Wolf pups love to play. Many of their games appear to be a sort of practice for the things they will do as adult wolves. Pups have been observed playing with "toys" like bones, feathers or the skins of dead animals. They "kill" the toys over and over again and carry them around as "trophies." As they get bigger they begin to hunt small animals, like rabbits. This is all good practice for the day they join the pack for their first real hunt for large animals.
When the members of a pack gather to begin a hunt, they greet each other and howl. Their howling may become very loud, and it warns other wolves to stay out of the pack's territory.
Wolves roam through their territory until they find prey. They then move in on the prey. They may inch closer to it, perhaps in single file. Then they break into a run, and the chase begins.
Wolves hunt and chase many more animals than they can catch. Wolves eat almost any animal they can catch. Many of the animals they hunt, such as caribou and elk, are faster and stronger than wolves. Therefore, wolves must be quick, tireless, and clever to catch their prey.
Wolves hunt at any time of the day or night but tend to hunt more in the evening, night, and early morning.
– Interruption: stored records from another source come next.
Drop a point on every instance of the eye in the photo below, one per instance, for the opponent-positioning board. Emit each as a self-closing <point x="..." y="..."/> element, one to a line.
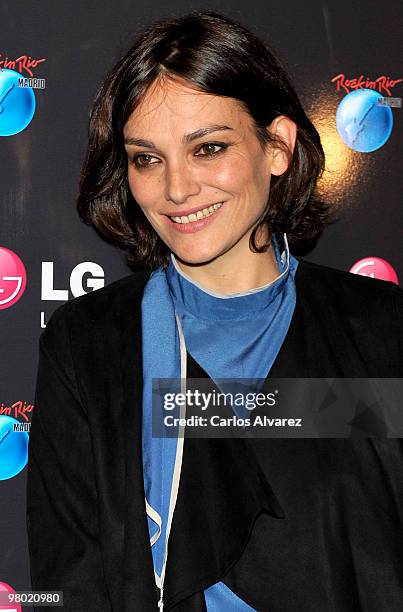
<point x="143" y="160"/>
<point x="209" y="147"/>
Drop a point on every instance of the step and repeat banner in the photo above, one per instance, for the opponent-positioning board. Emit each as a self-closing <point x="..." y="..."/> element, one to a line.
<point x="345" y="60"/>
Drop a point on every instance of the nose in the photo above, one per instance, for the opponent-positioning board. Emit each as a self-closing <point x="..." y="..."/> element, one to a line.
<point x="181" y="183"/>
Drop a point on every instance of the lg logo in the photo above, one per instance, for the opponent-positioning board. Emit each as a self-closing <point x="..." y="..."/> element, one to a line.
<point x="13" y="278"/>
<point x="96" y="280"/>
<point x="85" y="277"/>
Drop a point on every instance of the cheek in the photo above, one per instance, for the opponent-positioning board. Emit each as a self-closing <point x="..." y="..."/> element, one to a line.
<point x="238" y="175"/>
<point x="144" y="191"/>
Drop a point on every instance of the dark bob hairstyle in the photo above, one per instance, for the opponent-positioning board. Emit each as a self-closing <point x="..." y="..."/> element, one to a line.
<point x="217" y="56"/>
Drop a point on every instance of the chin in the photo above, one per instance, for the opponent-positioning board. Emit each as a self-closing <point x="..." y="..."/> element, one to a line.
<point x="196" y="256"/>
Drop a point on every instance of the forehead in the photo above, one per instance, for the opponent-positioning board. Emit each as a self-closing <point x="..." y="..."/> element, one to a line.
<point x="174" y="103"/>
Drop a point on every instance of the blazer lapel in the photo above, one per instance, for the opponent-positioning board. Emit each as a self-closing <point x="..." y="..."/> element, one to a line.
<point x="140" y="590"/>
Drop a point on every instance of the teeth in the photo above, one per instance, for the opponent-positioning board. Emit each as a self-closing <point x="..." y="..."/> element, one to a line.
<point x="205" y="212"/>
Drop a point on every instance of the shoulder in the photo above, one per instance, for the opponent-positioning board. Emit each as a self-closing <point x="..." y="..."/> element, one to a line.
<point x="95" y="309"/>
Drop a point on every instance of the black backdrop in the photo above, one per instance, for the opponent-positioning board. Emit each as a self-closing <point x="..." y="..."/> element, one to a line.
<point x="39" y="166"/>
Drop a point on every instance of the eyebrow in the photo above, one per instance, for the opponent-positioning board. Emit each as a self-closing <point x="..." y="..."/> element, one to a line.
<point x="204" y="131"/>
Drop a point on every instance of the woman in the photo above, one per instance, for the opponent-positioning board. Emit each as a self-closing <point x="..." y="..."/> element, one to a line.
<point x="202" y="167"/>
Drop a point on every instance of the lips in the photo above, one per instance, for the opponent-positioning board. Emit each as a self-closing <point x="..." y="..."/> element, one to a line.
<point x="189" y="211"/>
<point x="201" y="214"/>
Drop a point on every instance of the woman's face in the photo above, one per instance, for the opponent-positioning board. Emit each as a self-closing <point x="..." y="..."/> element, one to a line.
<point x="197" y="170"/>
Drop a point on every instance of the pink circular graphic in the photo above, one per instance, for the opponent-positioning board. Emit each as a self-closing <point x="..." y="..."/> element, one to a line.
<point x="5" y="588"/>
<point x="13" y="278"/>
<point x="375" y="267"/>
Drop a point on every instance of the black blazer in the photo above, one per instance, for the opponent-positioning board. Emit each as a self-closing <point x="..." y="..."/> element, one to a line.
<point x="307" y="525"/>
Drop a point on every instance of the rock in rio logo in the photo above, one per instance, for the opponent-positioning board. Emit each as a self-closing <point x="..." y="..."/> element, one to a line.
<point x="375" y="267"/>
<point x="13" y="278"/>
<point x="17" y="97"/>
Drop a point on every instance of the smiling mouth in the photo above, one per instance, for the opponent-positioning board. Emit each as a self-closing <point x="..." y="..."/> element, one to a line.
<point x="201" y="214"/>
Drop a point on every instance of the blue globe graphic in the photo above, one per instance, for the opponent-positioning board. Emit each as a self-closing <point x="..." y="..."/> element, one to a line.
<point x="13" y="448"/>
<point x="361" y="123"/>
<point x="17" y="104"/>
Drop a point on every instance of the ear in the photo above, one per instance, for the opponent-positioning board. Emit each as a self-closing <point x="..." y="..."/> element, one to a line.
<point x="286" y="129"/>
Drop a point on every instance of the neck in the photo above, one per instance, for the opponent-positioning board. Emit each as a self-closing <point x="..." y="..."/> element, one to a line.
<point x="236" y="271"/>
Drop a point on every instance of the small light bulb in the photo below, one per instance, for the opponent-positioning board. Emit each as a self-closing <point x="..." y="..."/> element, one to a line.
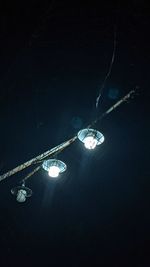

If wolves can catch their prey, they attack the rump or sides of the animal. They try to wound the animal and make it bleed until it weakens. Then they grab the victim by the throat or snout. Wolves can usually kill a large animal in only a few minutes. However, the entire hunt may take several hours. The wolves may give up the chase if the animal is strong, such as a healthy moose. They also may abandon the hunt if the animal is exceptionally fast.
Sick, injured, or aged animals that lag behind their herds make easy targets for wolves. The wolf helps strengthen the herds of its prey by killing such animals. An old or unhealthy animal can be a burden to its herd. For example, an aged caribou eats food that other caribou need to raise their young. A sick elk may infect other members of the herd. By eliminating such animals, wolves perform an important natural function.
Many people despise the wolf because it kills other animals. Wolves provoke farmers and ranchers by destroying sheep, cows, and other livestock. Many hunters dislike the wolf because it kills game animals, such as elk and deer. These hunters mistakenly think that wolves wipe out game in certain areas. That is seldom true.
Fables and folklore also have contributed to the wolf's bad reputation. In many old sayings, the animal is a symbol of badness or evil. For example, "to keep the wolf from the door" means to prevent hunger or poverty. "A wolf in sheep's clothing" describes a person who acts friendly but has evil intentions. Fables pass on the misleading notion that wolves attack people. In the story of Little Red Riding Hood, a wolf threatens to eat a little girl.
Hatred and fear of wolves have led people to destroy large numbers of them. Government poisoning programs formerly helped exterminate wolves in the United States and other countries. Bounties (rewards) were sometimes offered for the deaths of wolves.
The United States government has classified the gray wolf as an endangered species in every state except Alaska and Minnesota. This wolf is a threatened species in Minnesota. The red wolf is classified as endangered in all the Southern States. Gray wolves have been reintroduced into the wild in Wyoming and Idaho, where they once roamed in great numbers. Red wolves have been reintroduced into the wild in North Carolina and Tennessee.